I feel like I'm on the cusp of failing and this is a good thing. I have only ever believed in myself to a certain point. I could only ever see to the edge of the road, not past the turn and up the mountaintop. Not sloping skyward, rushing to slice through the atmosphere. Not because I didn't think I was capable of great things, but because it was always too far ahead of me. It was always something I'd approach, someday. Out of its reach, it became harder to see and therefore harder to fail. Things stayed medium. I said to Husband the other night, I feel like there is a lot of good stuff in me and I'm not letting it out. Do you know this feeling? I think the majority of us do. Unless you are fulfilling the @#$% out of your potential or in complete denial and just going through the motions, don't most of us ache with the feeling we haven't gotten out our best work yet? Don't we squeal in feigned pain when things don't conspire just so because yet again there were just too many obstacles in our way to really do it?
I'm grand at self-sabotage disguised as over-productivity. I have been trying to get through the third chapter edits of my book for about a week now. Finally I stopped making excuses and it was all I could do to not go on an Instagram-bender or check my weekly schedule one more time. I knew if I just stayed with the feeling of discomfort that eventually I would make the edits happen. I'd go through the chapter and face the words I wanted to edit or rewrite or, dare I say it, love and keep. But it's always easier for me to start a newer, easier project than stick with the one that requires more vulnerability and less immediate recognition.
This is why I've never gone to the frontier of myself. I get far enough down the road and instead of lifting off and up, I make a turn, just to look, maybe this way is better. I have never pioneered into my creativity, I've merely vacationed there. I have cut myself short. I've closed in the possibilities around me, thick like a winter blanket, shielding me from the windchill of exposure and the opportunity to know myself better. Because what if she's disappointing? What if I didn't like her? What if she didn't get followers?

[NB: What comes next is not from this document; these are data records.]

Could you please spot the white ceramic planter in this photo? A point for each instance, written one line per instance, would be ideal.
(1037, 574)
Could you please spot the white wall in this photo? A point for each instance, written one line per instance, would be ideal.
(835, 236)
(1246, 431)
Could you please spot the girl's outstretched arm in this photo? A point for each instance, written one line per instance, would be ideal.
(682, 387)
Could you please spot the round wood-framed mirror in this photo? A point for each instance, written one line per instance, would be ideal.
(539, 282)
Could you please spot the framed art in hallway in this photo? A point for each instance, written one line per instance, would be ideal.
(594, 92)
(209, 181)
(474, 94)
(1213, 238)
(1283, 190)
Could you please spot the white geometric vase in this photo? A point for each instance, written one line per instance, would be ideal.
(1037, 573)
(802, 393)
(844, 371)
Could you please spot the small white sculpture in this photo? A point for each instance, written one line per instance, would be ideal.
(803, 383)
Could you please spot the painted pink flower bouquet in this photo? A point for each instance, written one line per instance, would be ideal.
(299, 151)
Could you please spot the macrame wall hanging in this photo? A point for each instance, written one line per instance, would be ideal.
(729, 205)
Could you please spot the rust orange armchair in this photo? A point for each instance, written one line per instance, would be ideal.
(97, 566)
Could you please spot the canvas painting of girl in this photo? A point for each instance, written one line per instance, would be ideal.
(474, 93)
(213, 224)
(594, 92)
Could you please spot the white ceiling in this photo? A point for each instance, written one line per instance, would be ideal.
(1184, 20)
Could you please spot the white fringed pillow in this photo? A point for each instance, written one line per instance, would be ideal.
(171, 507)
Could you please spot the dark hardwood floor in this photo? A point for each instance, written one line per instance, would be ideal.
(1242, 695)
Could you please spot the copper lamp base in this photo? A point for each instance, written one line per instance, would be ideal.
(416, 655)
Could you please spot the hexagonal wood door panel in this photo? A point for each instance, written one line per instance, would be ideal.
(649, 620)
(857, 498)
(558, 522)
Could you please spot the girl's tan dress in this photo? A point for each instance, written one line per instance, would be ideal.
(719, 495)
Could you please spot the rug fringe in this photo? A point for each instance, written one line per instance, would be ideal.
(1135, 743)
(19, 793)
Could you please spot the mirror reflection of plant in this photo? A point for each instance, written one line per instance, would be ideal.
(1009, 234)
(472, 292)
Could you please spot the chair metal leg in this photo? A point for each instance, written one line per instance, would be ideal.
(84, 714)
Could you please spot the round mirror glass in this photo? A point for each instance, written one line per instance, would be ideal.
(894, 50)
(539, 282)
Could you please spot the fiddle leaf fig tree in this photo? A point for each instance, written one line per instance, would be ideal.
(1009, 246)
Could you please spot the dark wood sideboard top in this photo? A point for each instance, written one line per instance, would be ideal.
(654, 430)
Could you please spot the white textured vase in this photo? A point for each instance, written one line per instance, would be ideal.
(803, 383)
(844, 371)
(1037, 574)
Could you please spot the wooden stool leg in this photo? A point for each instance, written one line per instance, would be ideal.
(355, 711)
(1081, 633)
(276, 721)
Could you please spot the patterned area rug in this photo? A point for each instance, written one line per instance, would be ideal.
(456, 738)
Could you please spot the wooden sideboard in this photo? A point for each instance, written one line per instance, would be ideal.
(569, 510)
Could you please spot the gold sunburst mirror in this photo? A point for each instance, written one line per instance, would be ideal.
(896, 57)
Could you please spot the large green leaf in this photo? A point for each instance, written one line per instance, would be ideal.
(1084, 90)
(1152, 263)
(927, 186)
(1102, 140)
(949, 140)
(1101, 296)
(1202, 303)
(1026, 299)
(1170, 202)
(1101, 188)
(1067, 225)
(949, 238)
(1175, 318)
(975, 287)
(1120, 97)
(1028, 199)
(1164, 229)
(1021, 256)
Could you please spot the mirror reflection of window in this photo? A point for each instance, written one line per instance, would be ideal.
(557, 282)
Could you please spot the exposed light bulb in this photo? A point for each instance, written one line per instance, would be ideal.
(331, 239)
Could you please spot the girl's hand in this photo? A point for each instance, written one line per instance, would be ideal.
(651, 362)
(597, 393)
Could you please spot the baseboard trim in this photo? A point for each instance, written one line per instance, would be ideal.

So here I am. Determined to stay this course. Determined to edit this book. Determined to not start things like, say, novels and plays and documentaries, until I'm done with my first really really big project. As uncomfortable as it is to see it through.
I care less than I ever did about what I look like and it's still too much. We have to reach that point of utter Ego-destruction in order to liberate ourselves into our art. Our identities can't matter anymore. We can't serve anything but our "Personal Legend" as Paulo Coehlo so iconically puts it in The Alchemist. We can't care if our artbabies will get published or produced or critically acclaimed. We can't care if our families think we're nuts or if we have to do some less than desirable work to pay the bills. We can't keep obeying gravity. We have to ascend.
I have no idea what to do with my life and I have every idea of what to do with my life. Same with you. You don't know, but you know. It's written in every in-between moment that urges you to the edit or the draft or the canvas or the studio. And maybe we'll fail so hard. But failing hard at something is a lot better than starting a million times at nothing.